Belgique : le gouvernement Leterme va d’une crise à l’autre

[4 juin 2008]

Sans nouveau gouvernement, la Belgique risque la scission

[10 janvier 2008]

Ci-dessous figure un échange entre un lecteur et Ann Talbot à propos de cet article, publié en anglais le 19 août.

C'est le Royaume des Pays-Bas qui a été créé comme "Etat tampon" en 1815, la Belgique s'en est séparée en 1838.

AB

 

 

Cher AB,

Vous avez raison de dire que le Royaume des Pays-Bas était un état tampon, mais cela n'empêche pas le Royaume de Belgique créé après la révolution de 1830 d'être également un Etat tampon.

Les mêmes impératifs qui gouvernaient la politique étrangère britannique au congrès de Vienne en 1815 et ont donné naissance au Royaume des Pays-Bas se faisaient toujours sentir une quinzaine d'années plus tard.
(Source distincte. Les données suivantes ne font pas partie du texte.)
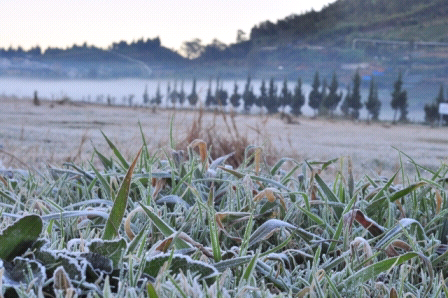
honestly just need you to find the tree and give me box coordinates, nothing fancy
[291,77,305,116]
[340,85,350,117]
[390,71,408,122]
[216,81,228,107]
[143,84,149,105]
[365,78,381,121]
[266,78,278,114]
[308,71,322,116]
[424,84,445,124]
[236,29,247,43]
[151,83,162,106]
[229,81,241,108]
[321,72,342,116]
[181,38,204,59]
[179,80,186,106]
[279,79,292,113]
[166,82,171,108]
[188,78,198,107]
[258,79,268,111]
[205,78,214,107]
[348,71,362,119]
[243,76,255,113]
[170,80,179,108]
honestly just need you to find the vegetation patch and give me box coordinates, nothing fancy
[0,130,447,297]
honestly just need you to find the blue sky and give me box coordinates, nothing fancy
[2,1,334,52]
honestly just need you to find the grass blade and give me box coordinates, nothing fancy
[101,130,130,169]
[102,148,141,240]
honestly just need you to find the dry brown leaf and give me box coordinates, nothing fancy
[435,190,443,215]
[344,209,385,237]
[390,239,411,252]
[125,206,147,241]
[0,175,7,187]
[189,139,208,170]
[53,266,76,298]
[350,237,373,266]
[389,287,398,298]
[253,188,286,210]
[154,238,173,253]
[395,200,406,219]
[152,178,166,199]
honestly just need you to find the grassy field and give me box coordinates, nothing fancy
[1,116,448,296]
[1,97,447,180]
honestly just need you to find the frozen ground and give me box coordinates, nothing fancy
[1,97,447,180]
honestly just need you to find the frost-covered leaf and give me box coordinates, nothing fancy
[34,250,85,280]
[87,238,127,268]
[0,215,42,261]
[1,257,46,287]
[249,219,296,248]
[143,253,218,281]
[156,195,191,209]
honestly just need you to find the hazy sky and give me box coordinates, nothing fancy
[2,1,334,52]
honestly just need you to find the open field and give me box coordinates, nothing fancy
[0,96,447,179]
[1,96,448,296]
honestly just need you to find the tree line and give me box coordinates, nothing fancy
[140,72,447,125]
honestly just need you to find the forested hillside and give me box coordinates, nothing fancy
[249,0,448,46]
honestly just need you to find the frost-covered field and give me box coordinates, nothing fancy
[0,97,446,178]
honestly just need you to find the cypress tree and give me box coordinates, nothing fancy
[322,72,342,116]
[243,76,255,113]
[259,79,268,111]
[179,80,186,106]
[170,80,179,108]
[151,83,162,106]
[216,81,228,107]
[424,84,445,124]
[279,78,292,113]
[187,78,198,107]
[166,81,171,108]
[205,78,214,107]
[349,71,362,119]
[340,85,350,117]
[291,77,305,116]
[230,81,241,108]
[266,78,278,114]
[308,71,322,116]
[365,78,381,121]
[143,84,149,105]
[390,71,408,122]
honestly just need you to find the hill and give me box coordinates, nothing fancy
[249,0,448,46]
[1,0,448,81]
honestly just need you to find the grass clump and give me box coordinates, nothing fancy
[0,129,447,297]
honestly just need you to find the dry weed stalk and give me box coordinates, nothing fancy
[182,108,250,168]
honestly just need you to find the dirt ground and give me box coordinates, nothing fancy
[1,97,447,180]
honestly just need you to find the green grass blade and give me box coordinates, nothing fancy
[389,181,427,202]
[374,218,426,250]
[338,252,419,291]
[138,203,190,249]
[315,174,339,203]
[89,161,111,199]
[101,130,130,169]
[102,148,141,240]
[208,209,222,262]
[94,147,113,170]
[328,193,358,252]
[242,250,260,281]
[147,282,159,298]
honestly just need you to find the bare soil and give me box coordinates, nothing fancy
[1,97,447,179]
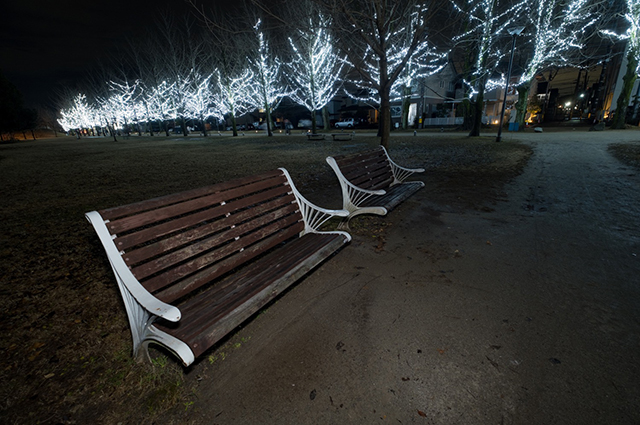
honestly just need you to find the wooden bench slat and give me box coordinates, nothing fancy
[140,215,304,293]
[154,221,307,304]
[360,182,423,211]
[186,235,345,358]
[115,186,291,251]
[122,194,295,265]
[155,233,344,356]
[131,202,300,280]
[100,170,283,220]
[332,147,382,163]
[106,174,287,235]
[340,158,389,179]
[348,167,394,190]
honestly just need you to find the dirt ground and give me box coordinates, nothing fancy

Empêcher toute puissance étrangère potentiellement hostile de détenir la Belgique est un thème récurrent de la politique étrangère britannique.

Comme Alfred Thayer Mahan l'a fait remarquer il y a longtemps dans L'influence de la puissance maritime sur l'Histoire, contrôler le Pas-de-Calais était la manière la plus rapide de battre l'Empire britannique, et la Belgique était, de ce point de vue, absolument cruciale pour les intérêts britanniques. De la campagne de Marlborough lors de la Guerre de succession d'Espagne, à Waterloo et aux deux guerres mondiales, la Belgique a eu une importance stratégique pour la Grande-Bretagne.

La Révolution française de 1789 et les révolutions de 1830 ont injecté un nouvel élément dans cette affaire – celui de classe. La Grande-Bretagne n'avait aucun désir de voir un gouvernement révolutionnaire de l'autre côté du Pas-de-Calais.

Si la Belgique devait se voir accorder l'indépendance, alors il était plus sûr d'en faire un royaume de pacotille. Le traité de Londres a établi la royauté belge et a fait de la Belgique un état neutre. Par son origine, la Belgique est donc une réponse aux conflits entre les grandes puissances européennes et aux conflits de classes qui caractérisaient l'émergence de l'Europe moderne.

Au vingt-et-unième siècle, ces facteurs qui ont conféré à la Belgique son importance peuvent sembler s'être amoindris. La Grande-Bretagne ne contrôle plus un quart du globe, les grandes puissances qui se sont livrées deux guerres mondiales sont membres de l'Union Européenne et certainement, du moins pour The Economist, on peut ne voir que peu de raisons pour que la Belgique continue à exister.

Ce serait pourtant une conception à courte vue, car les conflits nationaux qui se sont exprimés lors de la Première et de la Seconde Guerre mondiale n'ont jamais été pleinement résolus, et le conflit entre l'économie globale et les Etats-nations s'intensifie une fois de plus.